Sie sind fast nur noch damit beschäftigt, Angebote zu erstellen und kommen nicht mehr zu ihren eigentlichen Aufgaben als Unternehmer? Schreinermeister Udo Herrmann hat eine Lösung für dieses Problem.

Ich führe eine Schreinerei und wie viele Unternehmer in Kleinbetrieben habe ich früher viel Zeit dafür aufgewendet, Angebote zu schreiben. Oder mein gut bezahlter Verkäufer verbrachte nach der Beratung unzählige Stunden am Rechner, um für den potenziellen Kunden ein Angebot auszuarbeiten. Nicht selten stapelte sich auf meinem Schreibtisch ein Berg mit Anfragen.
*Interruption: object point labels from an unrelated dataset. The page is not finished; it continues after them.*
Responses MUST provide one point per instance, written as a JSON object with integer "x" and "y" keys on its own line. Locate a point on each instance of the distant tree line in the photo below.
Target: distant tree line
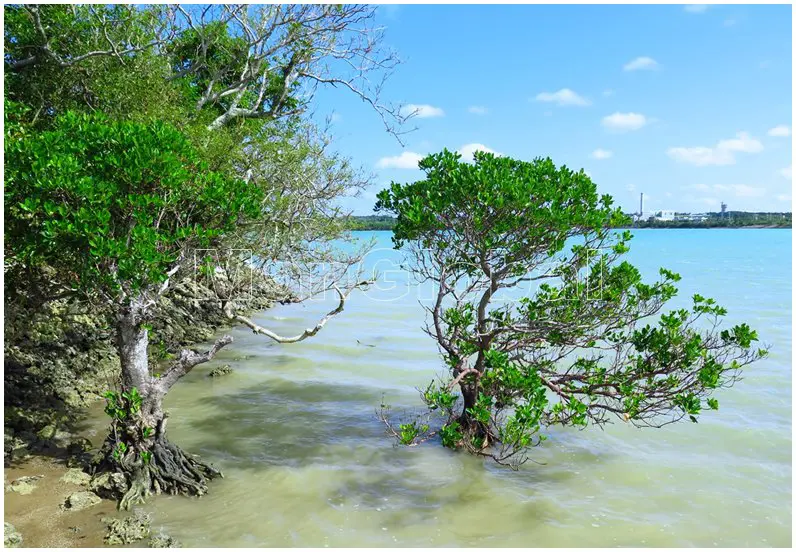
{"x": 730, "y": 219}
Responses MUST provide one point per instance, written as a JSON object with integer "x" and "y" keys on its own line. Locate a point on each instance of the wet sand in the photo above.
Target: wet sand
{"x": 38, "y": 516}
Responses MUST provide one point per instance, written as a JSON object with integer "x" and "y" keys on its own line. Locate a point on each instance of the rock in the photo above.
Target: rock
{"x": 24, "y": 485}
{"x": 220, "y": 371}
{"x": 52, "y": 434}
{"x": 80, "y": 501}
{"x": 127, "y": 530}
{"x": 11, "y": 537}
{"x": 164, "y": 541}
{"x": 110, "y": 485}
{"x": 76, "y": 476}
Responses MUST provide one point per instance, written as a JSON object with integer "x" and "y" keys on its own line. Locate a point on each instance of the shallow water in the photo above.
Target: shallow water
{"x": 307, "y": 462}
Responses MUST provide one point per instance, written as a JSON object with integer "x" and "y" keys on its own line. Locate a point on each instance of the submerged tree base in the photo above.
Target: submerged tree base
{"x": 168, "y": 470}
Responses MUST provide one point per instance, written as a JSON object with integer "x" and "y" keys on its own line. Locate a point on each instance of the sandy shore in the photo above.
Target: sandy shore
{"x": 38, "y": 516}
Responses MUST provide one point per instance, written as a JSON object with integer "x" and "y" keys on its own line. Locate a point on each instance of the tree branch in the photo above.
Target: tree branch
{"x": 309, "y": 332}
{"x": 188, "y": 359}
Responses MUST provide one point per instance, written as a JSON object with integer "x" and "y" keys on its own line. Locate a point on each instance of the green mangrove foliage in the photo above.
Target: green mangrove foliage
{"x": 538, "y": 318}
{"x": 140, "y": 136}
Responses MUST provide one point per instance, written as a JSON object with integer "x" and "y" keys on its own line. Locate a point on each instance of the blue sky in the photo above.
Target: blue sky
{"x": 691, "y": 106}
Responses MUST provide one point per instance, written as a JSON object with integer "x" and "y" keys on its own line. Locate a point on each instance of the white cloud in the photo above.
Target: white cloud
{"x": 565, "y": 96}
{"x": 640, "y": 63}
{"x": 477, "y": 110}
{"x": 735, "y": 190}
{"x": 421, "y": 111}
{"x": 601, "y": 154}
{"x": 723, "y": 153}
{"x": 468, "y": 150}
{"x": 624, "y": 121}
{"x": 407, "y": 160}
{"x": 780, "y": 131}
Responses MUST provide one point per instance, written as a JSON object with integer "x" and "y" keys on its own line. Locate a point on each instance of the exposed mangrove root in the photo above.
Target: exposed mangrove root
{"x": 167, "y": 469}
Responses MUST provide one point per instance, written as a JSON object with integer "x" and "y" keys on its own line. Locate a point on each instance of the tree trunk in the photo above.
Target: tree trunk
{"x": 137, "y": 445}
{"x": 472, "y": 429}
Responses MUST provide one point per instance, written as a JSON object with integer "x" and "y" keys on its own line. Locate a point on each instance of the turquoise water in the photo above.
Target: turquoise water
{"x": 308, "y": 463}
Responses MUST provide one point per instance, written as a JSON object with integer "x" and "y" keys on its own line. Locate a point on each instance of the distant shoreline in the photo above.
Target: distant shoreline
{"x": 733, "y": 219}
{"x": 747, "y": 227}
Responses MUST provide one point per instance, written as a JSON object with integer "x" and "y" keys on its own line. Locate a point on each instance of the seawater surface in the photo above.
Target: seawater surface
{"x": 307, "y": 462}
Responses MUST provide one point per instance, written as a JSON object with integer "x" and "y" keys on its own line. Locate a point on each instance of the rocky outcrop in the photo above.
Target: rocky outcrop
{"x": 11, "y": 537}
{"x": 80, "y": 501}
{"x": 110, "y": 485}
{"x": 127, "y": 530}
{"x": 61, "y": 357}
{"x": 24, "y": 485}
{"x": 220, "y": 371}
{"x": 164, "y": 541}
{"x": 76, "y": 476}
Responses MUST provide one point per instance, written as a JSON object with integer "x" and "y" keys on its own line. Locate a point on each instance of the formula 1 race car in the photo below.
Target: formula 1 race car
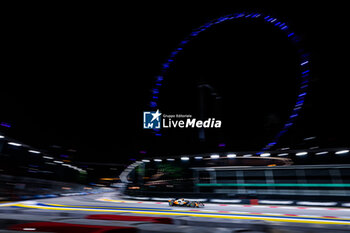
{"x": 185, "y": 203}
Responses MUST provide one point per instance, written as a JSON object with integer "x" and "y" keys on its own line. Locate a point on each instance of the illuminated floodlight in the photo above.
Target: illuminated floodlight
{"x": 14, "y": 144}
{"x": 34, "y": 151}
{"x": 301, "y": 153}
{"x": 341, "y": 152}
{"x": 231, "y": 155}
{"x": 321, "y": 153}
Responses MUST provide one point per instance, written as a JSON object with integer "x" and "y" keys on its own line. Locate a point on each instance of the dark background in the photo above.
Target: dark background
{"x": 79, "y": 77}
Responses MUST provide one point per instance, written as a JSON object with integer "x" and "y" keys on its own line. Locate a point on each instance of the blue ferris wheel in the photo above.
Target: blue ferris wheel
{"x": 304, "y": 66}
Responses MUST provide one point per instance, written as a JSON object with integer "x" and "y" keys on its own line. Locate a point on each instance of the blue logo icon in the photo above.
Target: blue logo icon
{"x": 151, "y": 120}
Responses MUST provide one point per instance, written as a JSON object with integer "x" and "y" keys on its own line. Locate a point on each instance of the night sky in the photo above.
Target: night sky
{"x": 80, "y": 77}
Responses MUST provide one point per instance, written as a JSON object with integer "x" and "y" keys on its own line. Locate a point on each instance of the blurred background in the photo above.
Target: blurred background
{"x": 76, "y": 80}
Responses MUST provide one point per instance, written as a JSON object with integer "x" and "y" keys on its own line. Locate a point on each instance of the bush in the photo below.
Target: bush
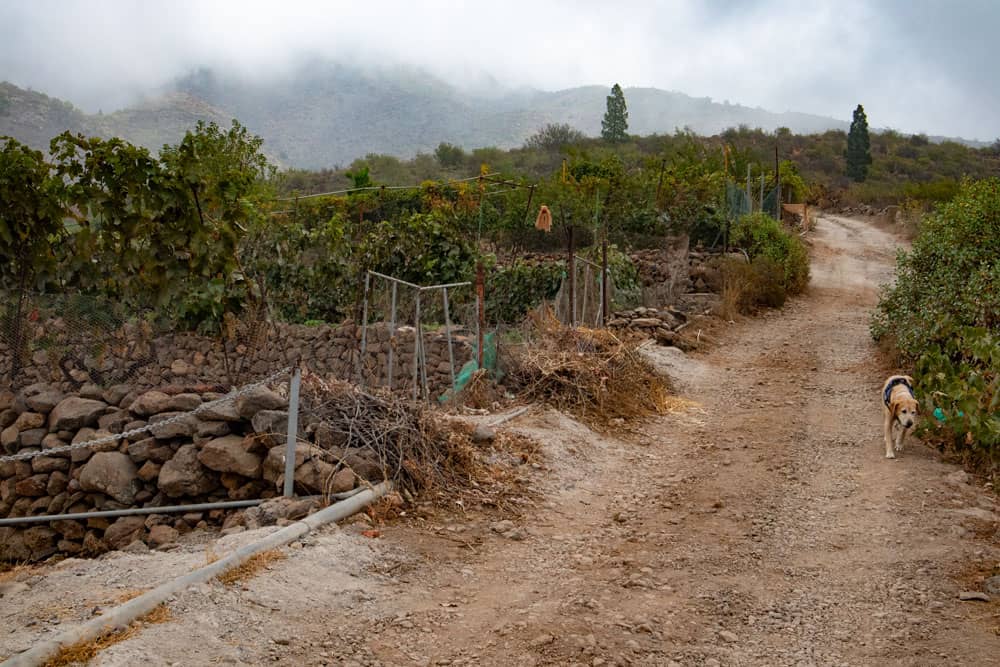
{"x": 748, "y": 287}
{"x": 513, "y": 290}
{"x": 762, "y": 236}
{"x": 943, "y": 316}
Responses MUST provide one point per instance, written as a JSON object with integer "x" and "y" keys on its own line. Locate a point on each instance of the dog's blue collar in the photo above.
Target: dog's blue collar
{"x": 889, "y": 387}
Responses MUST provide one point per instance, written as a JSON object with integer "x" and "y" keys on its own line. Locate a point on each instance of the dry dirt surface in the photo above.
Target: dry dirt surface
{"x": 760, "y": 527}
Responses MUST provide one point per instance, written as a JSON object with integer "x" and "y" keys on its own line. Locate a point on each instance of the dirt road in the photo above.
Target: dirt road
{"x": 763, "y": 527}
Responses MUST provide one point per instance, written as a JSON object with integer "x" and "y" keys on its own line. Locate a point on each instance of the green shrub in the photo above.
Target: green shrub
{"x": 943, "y": 316}
{"x": 513, "y": 290}
{"x": 760, "y": 235}
{"x": 748, "y": 287}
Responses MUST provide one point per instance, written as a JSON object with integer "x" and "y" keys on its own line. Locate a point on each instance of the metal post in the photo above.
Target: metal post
{"x": 777, "y": 184}
{"x": 392, "y": 331}
{"x": 423, "y": 362}
{"x": 572, "y": 278}
{"x": 447, "y": 331}
{"x": 749, "y": 196}
{"x": 364, "y": 333}
{"x": 293, "y": 431}
{"x": 604, "y": 276}
{"x": 480, "y": 311}
{"x": 416, "y": 348}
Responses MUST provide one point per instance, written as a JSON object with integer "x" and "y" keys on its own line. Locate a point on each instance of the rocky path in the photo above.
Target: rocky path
{"x": 762, "y": 527}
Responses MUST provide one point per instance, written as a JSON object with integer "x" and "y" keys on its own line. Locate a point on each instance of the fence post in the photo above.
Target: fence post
{"x": 392, "y": 331}
{"x": 447, "y": 331}
{"x": 480, "y": 312}
{"x": 604, "y": 277}
{"x": 364, "y": 332}
{"x": 571, "y": 265}
{"x": 293, "y": 431}
{"x": 416, "y": 348}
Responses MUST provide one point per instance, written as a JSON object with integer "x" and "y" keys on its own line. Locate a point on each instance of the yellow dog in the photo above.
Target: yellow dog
{"x": 899, "y": 408}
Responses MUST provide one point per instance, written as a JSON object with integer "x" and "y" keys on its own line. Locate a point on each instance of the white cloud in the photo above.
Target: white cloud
{"x": 914, "y": 66}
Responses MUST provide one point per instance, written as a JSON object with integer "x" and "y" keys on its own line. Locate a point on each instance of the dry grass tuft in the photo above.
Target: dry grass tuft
{"x": 480, "y": 393}
{"x": 251, "y": 567}
{"x": 418, "y": 448}
{"x": 14, "y": 571}
{"x": 83, "y": 652}
{"x": 590, "y": 373}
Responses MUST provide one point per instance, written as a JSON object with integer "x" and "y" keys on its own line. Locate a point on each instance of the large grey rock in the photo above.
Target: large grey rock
{"x": 225, "y": 412}
{"x": 29, "y": 420}
{"x": 32, "y": 437}
{"x": 272, "y": 427}
{"x": 259, "y": 398}
{"x": 162, "y": 534}
{"x": 33, "y": 486}
{"x": 45, "y": 464}
{"x": 57, "y": 483}
{"x": 274, "y": 462}
{"x": 74, "y": 413}
{"x": 184, "y": 402}
{"x": 114, "y": 395}
{"x": 8, "y": 439}
{"x": 100, "y": 444}
{"x": 150, "y": 403}
{"x": 228, "y": 454}
{"x": 111, "y": 473}
{"x": 45, "y": 401}
{"x": 213, "y": 429}
{"x": 185, "y": 426}
{"x": 183, "y": 475}
{"x": 114, "y": 421}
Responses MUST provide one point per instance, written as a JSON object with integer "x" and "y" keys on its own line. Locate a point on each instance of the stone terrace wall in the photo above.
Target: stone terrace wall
{"x": 326, "y": 349}
{"x": 231, "y": 451}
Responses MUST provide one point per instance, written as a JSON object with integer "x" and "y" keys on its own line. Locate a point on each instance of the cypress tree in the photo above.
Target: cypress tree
{"x": 614, "y": 127}
{"x": 859, "y": 154}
Gerade weil ich maßgeschneiderte Lösungen anbiete und viele Produkte individuell fertige, tat ich mich schwer damit, die Angebotserstellung zu delegieren. Die Folge: Mehrere Tage in der Woche war ich für meine eigentlichen Aufgaben wie Unternehmensentwicklung, Führung oder wichtige Kundengespräche blockiert.

Anzeige

Warum Chefs Angebote oft selbst erstellen

Natürlich gibt es gute Gründe, warum Unternehmer die Angebote selbst erstellen:

  • Büromitarbeitern fehlt die fachliche Kompetenz. Sie haben beispielsweise keine praktische Erfahrung darin, die richtigen Material- oder Arbeitskomponenten passend zu kombinieren.
  • Büromitarbeiter haben nicht selbst mit dem Kunden gesprochen und können deshalb nicht auf dessen Wünsche passend reagieren.
  • Büromitarbeiter haben das Projekt (beispielsweise die Baustelle) nicht selbst gesehen oder aufgemessen.
  • Die Kommunikation zwischen dem, der den Kunden berät und das Produkt verkauft, und der Bürofachkraft ist mangelhaft oder es werden nicht alle wichtigen Informationen weitergegeben.
  • Chef oder Verkäufer sind der Meinung, dass es schneller geht, selbst das Angebot zu schreiben, als erst alles jemand anderem zu erklären.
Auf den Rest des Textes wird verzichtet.